Der Begriff "Windelfrei" ist diesbezüglich auch etwas irreführend, weil er die Abwesenheit von Windeln vermittelt. Und keine Windeln ist für die meistens Menschen unserer westlich geprägten Gesellschaft undenkbar, sind wir doch mit vollzeitgewickelten Babys um uns herum - uns eingeschlossen - aufgewachsen. Und was der Bauer nicht kennt, das isst er bekanntlich auch nicht. So ist es mit Vielem und eben auch mit diesem neumodischen Dings von Windelfrei. Kenn ich nicht, mach ich nicht.
Treffender als das Wort Windelfrei sind die Begriffe topffit und Ausscheidungskommunikation, im Englischen sind es infant potty training oder elimination comunication. Insbesondere der Begriff Ausscheidungskommunikation sagt schon nichts mehr über die An- oder Abwesenheit von Windeln aus. Hier geht es um etwas völlig anderes - nämlich um die Kommunikation mit deinem Baby über ein sonst unter den Teppich gekehrtes Grundbedürfnis aller Menschen: die Ausscheidung. Kommunikation also - in Verbindung sein.

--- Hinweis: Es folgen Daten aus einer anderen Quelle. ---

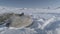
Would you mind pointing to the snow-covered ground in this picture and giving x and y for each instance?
(45, 21)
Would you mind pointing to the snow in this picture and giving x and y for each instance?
(45, 21)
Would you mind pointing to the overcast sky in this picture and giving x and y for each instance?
(30, 3)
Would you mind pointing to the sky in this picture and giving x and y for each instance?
(30, 3)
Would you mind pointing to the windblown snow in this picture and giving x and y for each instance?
(45, 21)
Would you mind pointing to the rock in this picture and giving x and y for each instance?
(16, 20)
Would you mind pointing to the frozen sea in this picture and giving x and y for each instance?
(43, 23)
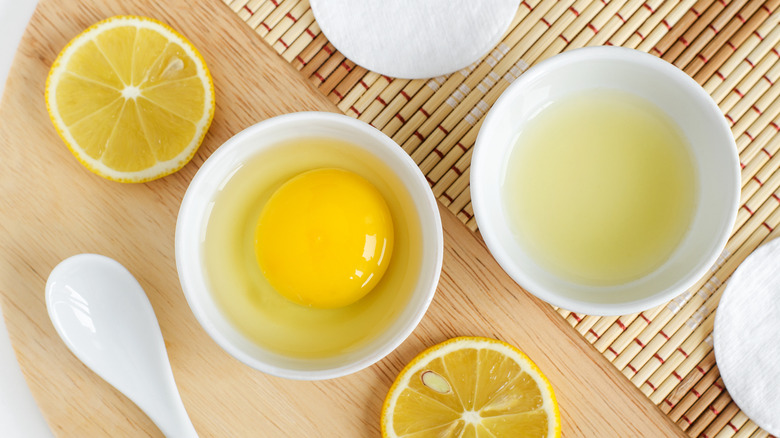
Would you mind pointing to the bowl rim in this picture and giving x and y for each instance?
(188, 266)
(479, 165)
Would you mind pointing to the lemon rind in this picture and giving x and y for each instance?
(550, 403)
(161, 168)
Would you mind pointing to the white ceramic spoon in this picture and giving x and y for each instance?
(103, 315)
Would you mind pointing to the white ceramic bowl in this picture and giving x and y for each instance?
(253, 142)
(714, 154)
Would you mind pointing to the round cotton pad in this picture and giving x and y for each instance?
(414, 39)
(747, 329)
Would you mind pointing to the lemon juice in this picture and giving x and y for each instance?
(245, 295)
(600, 187)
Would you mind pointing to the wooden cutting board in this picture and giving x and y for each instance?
(52, 208)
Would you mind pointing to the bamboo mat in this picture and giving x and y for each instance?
(732, 48)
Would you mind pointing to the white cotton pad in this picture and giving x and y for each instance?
(414, 39)
(747, 337)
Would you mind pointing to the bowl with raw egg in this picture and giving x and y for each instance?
(309, 245)
(605, 181)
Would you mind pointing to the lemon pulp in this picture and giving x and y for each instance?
(471, 387)
(325, 238)
(131, 98)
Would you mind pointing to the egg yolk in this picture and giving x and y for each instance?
(325, 238)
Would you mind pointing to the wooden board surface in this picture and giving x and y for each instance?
(52, 208)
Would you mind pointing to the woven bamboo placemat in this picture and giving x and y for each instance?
(732, 48)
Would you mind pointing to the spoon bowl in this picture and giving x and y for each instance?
(104, 317)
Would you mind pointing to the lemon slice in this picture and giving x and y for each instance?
(131, 98)
(471, 387)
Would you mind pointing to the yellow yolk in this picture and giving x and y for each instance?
(325, 238)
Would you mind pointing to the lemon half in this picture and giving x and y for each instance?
(131, 98)
(471, 387)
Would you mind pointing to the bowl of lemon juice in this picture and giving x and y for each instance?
(605, 181)
(309, 245)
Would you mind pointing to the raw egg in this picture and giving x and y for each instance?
(324, 238)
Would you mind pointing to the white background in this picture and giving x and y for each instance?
(19, 415)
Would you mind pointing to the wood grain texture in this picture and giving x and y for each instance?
(53, 208)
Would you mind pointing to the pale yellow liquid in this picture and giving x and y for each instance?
(600, 187)
(253, 306)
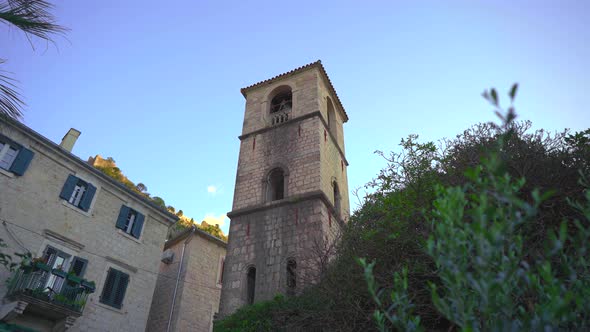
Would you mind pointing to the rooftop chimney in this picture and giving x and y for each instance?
(69, 139)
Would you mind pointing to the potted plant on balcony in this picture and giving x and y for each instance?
(39, 264)
(59, 272)
(89, 285)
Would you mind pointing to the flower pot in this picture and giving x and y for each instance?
(60, 273)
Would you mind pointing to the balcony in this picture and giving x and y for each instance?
(51, 295)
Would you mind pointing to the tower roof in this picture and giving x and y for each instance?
(317, 64)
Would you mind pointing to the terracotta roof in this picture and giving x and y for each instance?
(317, 64)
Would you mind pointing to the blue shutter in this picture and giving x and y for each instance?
(122, 220)
(87, 198)
(22, 161)
(137, 225)
(66, 191)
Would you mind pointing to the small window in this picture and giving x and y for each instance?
(58, 260)
(78, 192)
(13, 156)
(114, 288)
(221, 267)
(130, 221)
(251, 285)
(78, 267)
(336, 199)
(283, 101)
(7, 156)
(291, 277)
(276, 185)
(331, 118)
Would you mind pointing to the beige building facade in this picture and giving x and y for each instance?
(291, 192)
(189, 286)
(96, 244)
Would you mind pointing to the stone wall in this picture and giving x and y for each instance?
(199, 286)
(31, 211)
(266, 234)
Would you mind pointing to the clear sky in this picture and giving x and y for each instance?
(155, 85)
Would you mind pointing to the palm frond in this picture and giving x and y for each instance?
(32, 17)
(10, 100)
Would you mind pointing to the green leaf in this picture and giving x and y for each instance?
(494, 96)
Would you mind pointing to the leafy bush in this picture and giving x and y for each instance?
(489, 279)
(416, 204)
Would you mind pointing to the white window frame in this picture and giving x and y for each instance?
(77, 194)
(131, 216)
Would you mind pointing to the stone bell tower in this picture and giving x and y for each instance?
(291, 193)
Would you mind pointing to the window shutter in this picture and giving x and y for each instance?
(21, 162)
(68, 188)
(79, 266)
(119, 294)
(122, 217)
(138, 225)
(107, 290)
(87, 198)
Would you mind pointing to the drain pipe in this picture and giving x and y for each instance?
(178, 277)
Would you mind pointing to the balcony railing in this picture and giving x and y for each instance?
(279, 117)
(50, 287)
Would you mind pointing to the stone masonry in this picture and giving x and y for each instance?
(34, 216)
(309, 149)
(199, 284)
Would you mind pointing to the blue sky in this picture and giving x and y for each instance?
(155, 85)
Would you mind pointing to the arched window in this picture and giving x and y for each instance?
(251, 285)
(291, 276)
(276, 185)
(336, 199)
(282, 101)
(331, 117)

Windelfrei ist aber kein Dogma und folgt keinem strikten Programm. Wenn du Windelfrei praktizieren willst, heiß das nicht, dass du ohne Windeln auskommen musst. Es heißt auch nicht, dass du
irgendetwas zu 100% durchziehen musst. Das Leben ist ja schließlich Veränderung und gerade mit Babys und Kindern verändern sich die Dinge so schnell und auch ziemlich oft.
Genau so verhält es sich mit dem Abhalten. Manchmal klappt es gut, manchmal klappt es nicht. Manchmal probiert man etwas aus, das eine Zeit lang gut geht und dann geht es plötzlich nicht mehr.

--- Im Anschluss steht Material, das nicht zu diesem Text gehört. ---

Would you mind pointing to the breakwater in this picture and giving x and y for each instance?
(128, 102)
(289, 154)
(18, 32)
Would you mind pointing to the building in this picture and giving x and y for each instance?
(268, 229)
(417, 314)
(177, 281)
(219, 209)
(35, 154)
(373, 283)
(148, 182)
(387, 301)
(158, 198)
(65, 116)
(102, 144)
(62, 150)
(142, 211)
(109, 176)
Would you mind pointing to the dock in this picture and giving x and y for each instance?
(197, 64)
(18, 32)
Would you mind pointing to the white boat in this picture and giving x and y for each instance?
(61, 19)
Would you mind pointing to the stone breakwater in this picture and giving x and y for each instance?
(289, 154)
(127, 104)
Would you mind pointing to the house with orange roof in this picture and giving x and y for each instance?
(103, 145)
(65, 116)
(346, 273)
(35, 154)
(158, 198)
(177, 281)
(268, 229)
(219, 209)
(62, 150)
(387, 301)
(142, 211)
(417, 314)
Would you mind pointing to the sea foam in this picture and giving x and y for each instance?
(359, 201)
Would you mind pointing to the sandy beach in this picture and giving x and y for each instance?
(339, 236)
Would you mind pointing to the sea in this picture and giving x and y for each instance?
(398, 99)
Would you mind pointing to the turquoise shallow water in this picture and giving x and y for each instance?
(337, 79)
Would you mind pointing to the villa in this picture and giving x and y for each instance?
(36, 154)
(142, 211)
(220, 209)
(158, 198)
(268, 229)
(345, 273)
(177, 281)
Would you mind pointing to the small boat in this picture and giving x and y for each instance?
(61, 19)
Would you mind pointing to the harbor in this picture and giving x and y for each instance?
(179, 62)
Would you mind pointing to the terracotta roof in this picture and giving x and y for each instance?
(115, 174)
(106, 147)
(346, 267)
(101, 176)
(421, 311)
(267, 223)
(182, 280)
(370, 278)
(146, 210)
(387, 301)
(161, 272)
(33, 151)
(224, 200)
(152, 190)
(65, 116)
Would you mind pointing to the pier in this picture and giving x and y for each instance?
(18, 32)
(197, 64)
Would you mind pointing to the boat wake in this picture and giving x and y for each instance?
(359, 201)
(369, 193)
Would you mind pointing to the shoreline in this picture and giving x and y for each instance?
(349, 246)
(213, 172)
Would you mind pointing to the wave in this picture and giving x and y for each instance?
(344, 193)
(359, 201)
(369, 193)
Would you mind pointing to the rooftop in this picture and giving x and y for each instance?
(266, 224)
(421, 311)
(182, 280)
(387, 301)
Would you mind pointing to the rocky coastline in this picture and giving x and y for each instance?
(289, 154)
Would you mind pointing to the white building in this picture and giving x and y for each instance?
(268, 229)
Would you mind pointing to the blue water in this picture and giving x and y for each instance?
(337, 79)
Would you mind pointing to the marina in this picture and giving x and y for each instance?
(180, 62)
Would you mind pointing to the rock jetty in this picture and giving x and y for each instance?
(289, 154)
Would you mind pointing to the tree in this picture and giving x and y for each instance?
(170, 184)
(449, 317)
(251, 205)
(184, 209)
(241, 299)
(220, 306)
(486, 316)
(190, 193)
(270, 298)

Dann passt man es an oder findet neue Möglichkeiten, probiert wieder was anderes, ...
Für die einen reicht es, das Baby einmal am Tag (z.B. morgens nacht dem Aufwachen) abzuhalten und die restliche Zeit Windeln zu tragen, für die anderen stellt es sich in mehreren Situationen des
Tages als praktikabel heraus. Es gibt Eltern, die gänzlich auf Windeln verzichten (aber die sind in Deutschland eher die Ausnahme). Die meisten Eltern in unserer westlichen Gesellschaft
kombinieren das Abhalten mit Windeln oder sogenannten Backups. Letztere sind minimalistische Stoffwindeln, die ein Pipi oder Großes Geschäft auffangen, wenn man es doch mal nicht
rechtzeitig bis zum Abhalteort geschafft hat. Danach werden sie meist direkt gewechselt. Sie helfen vielen Eltern dabei, gelassen zu bleiben, da Kleidung und Umgebung sauber bleiben.
Die Windelfrei-Praxis sieht somit für jede Mutter/Vater-Baby-Beziehung anders aus, sie wird individuell gestaltet und angepasst. Und das ist auch gut so.
Du darfst also selbstverständlich Windeln benutzen, welche auch immer du aus deinem ganz persönlichen Grund bevorzugst. Du darfst sie weglassen, so oft oder so wenig du willst. Finde einen Weg, der für euch stimmig ist.
Also bleib ganz gelassen! Sieh es als ein Experiment, das Spaß macht, probiere es einfach aus und finde deinen Weg.